What We Ate: Our Scandi dining experience began with Maldon rock oysters and some house rye bread which was rich and nutty and tasted almost like Christmas cake. Steak tartare and slow-cooked duck egg were each well seasoned and well presented, with the duck eggs’ huge yolk satisfyingly runny as it oozed over potato ‘straws’ and crispy leeks. Skipping Nordic reindeer and Swedish meatballs, I opted for line-caught ‘skrei’ cod – a sustainably-caught, lean, Norwegian Arctic cod – which sat atop wilted spinach, roasted cauliflower and a generous smear of curry sauce. Curry isn’t the first thing I think of when I think Nordic but it worked well with the cauliflower and added depth to the cod which itself was perfectly cooked and crispy-skinned. My guest sought comfort in potato and sage dumplings which was more like gnocchi than I was expecting, but satisfyingly pillowy, and accompanied by pumpkin, wild mushrooms and slightly soggy scorched lettuce.

Pudding was a sophisticated vanilla panna cotta, beautifully presented with slices of clementine, a shortbread crumble and dots of meringue. A satisfying end to a good meal.

What We Drank: Intentions of not drinking mid-week failed almost the minute we sat down and were brought an avocado-based Mezcal cocktail which was equal parts intriguing as it was refreshing.

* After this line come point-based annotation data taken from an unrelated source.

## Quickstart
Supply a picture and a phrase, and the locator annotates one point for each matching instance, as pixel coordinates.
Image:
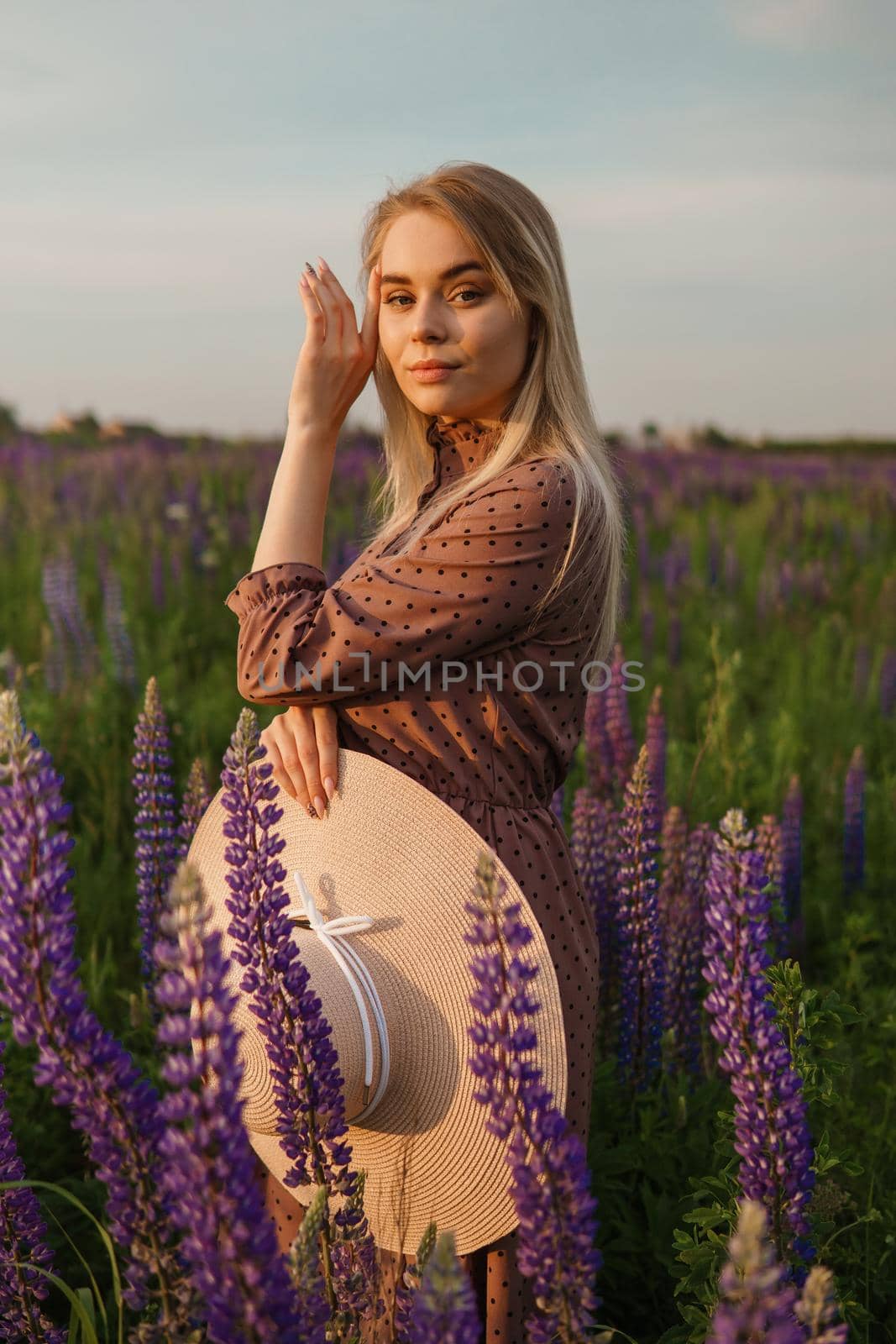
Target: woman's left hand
(302, 745)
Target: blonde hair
(550, 416)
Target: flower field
(731, 810)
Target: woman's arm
(293, 528)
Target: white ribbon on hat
(328, 932)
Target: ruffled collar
(461, 445)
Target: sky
(721, 172)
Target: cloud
(789, 24)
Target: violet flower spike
(210, 1173)
(155, 824)
(558, 1226)
(443, 1310)
(85, 1066)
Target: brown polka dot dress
(492, 732)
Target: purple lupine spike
(85, 1066)
(593, 844)
(547, 1159)
(307, 1079)
(356, 1267)
(770, 847)
(192, 806)
(598, 749)
(155, 822)
(656, 739)
(641, 971)
(755, 1301)
(443, 1310)
(123, 651)
(817, 1308)
(673, 842)
(792, 859)
(210, 1166)
(409, 1284)
(63, 585)
(855, 824)
(887, 690)
(22, 1238)
(620, 722)
(55, 662)
(770, 1110)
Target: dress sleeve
(465, 589)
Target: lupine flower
(656, 739)
(557, 1229)
(443, 1310)
(307, 1079)
(817, 1308)
(192, 808)
(409, 1284)
(770, 1110)
(620, 722)
(210, 1167)
(356, 1265)
(305, 1263)
(855, 823)
(66, 613)
(155, 822)
(593, 844)
(22, 1247)
(755, 1304)
(641, 971)
(85, 1066)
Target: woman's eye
(474, 293)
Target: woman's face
(461, 319)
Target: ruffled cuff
(259, 586)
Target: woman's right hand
(302, 746)
(336, 360)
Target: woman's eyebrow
(446, 275)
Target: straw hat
(391, 851)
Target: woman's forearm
(293, 528)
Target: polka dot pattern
(495, 753)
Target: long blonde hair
(550, 416)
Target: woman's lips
(432, 375)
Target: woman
(457, 645)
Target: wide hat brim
(392, 850)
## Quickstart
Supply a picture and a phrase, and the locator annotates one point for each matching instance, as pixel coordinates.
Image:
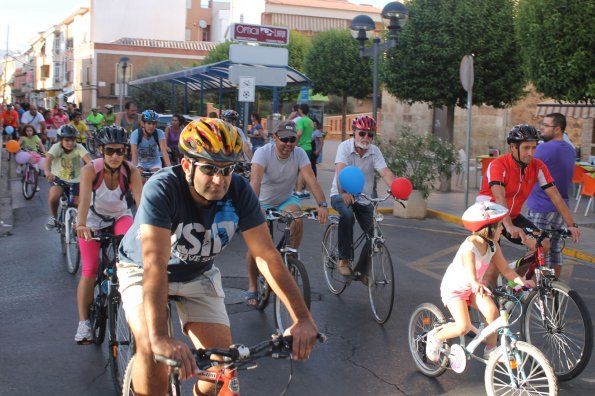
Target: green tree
(558, 44)
(335, 67)
(424, 67)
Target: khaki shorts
(203, 300)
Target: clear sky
(27, 17)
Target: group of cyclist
(188, 213)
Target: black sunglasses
(364, 133)
(109, 151)
(291, 139)
(212, 170)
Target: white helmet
(482, 214)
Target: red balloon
(401, 188)
(13, 146)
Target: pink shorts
(90, 249)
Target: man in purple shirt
(558, 155)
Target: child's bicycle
(516, 367)
(555, 318)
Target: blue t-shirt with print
(198, 234)
(148, 150)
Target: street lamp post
(396, 14)
(124, 65)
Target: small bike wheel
(528, 372)
(264, 292)
(381, 287)
(98, 312)
(565, 335)
(120, 341)
(30, 181)
(127, 381)
(298, 271)
(330, 260)
(73, 253)
(424, 319)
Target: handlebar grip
(168, 361)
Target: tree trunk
(344, 119)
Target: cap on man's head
(286, 129)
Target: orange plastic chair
(577, 179)
(588, 190)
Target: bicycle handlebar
(277, 347)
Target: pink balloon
(22, 157)
(34, 157)
(41, 163)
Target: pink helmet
(482, 214)
(364, 123)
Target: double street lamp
(395, 14)
(124, 65)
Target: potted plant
(424, 160)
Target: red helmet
(364, 123)
(482, 214)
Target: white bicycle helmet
(482, 214)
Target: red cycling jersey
(517, 185)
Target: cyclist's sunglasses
(364, 133)
(290, 139)
(109, 151)
(212, 170)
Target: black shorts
(523, 223)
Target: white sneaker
(84, 334)
(433, 346)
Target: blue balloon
(352, 180)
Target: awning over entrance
(214, 77)
(567, 109)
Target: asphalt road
(38, 318)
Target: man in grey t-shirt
(275, 169)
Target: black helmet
(230, 116)
(112, 135)
(522, 133)
(67, 131)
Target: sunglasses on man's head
(364, 133)
(290, 139)
(109, 151)
(212, 170)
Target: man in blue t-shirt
(187, 216)
(147, 143)
(558, 156)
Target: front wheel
(120, 340)
(30, 181)
(98, 310)
(424, 319)
(330, 260)
(564, 334)
(73, 254)
(525, 370)
(300, 275)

New to the menu, it showed the bar’s flair at making cocktails, accompanying the likes of ‘The Swedish Maccloud’ and ‘Berry Pine’ as well as various authentic whiskeys, vodkas and akvavit. Peppermint tea concluded our meal, served in an Instagram-worthy teapot adorned with an Adam and Eve-esque couple.

Go With: The Harcourt has a lovely neighbourhood feel to it but whilst we can’t all call W1 home, we can count The Harcourt as a would-be local favourite haunt.

Final Word: Offering a tempting insight into Nordic cuisine, The Harcourt is a great dining destination for when you want a low-key meal with good service and cosy surroundings. Visit mid-afternoon for Fika and get your camera at the ready for when those teapots come out or plan your next birthday/business dinner in one of the private dining rooms.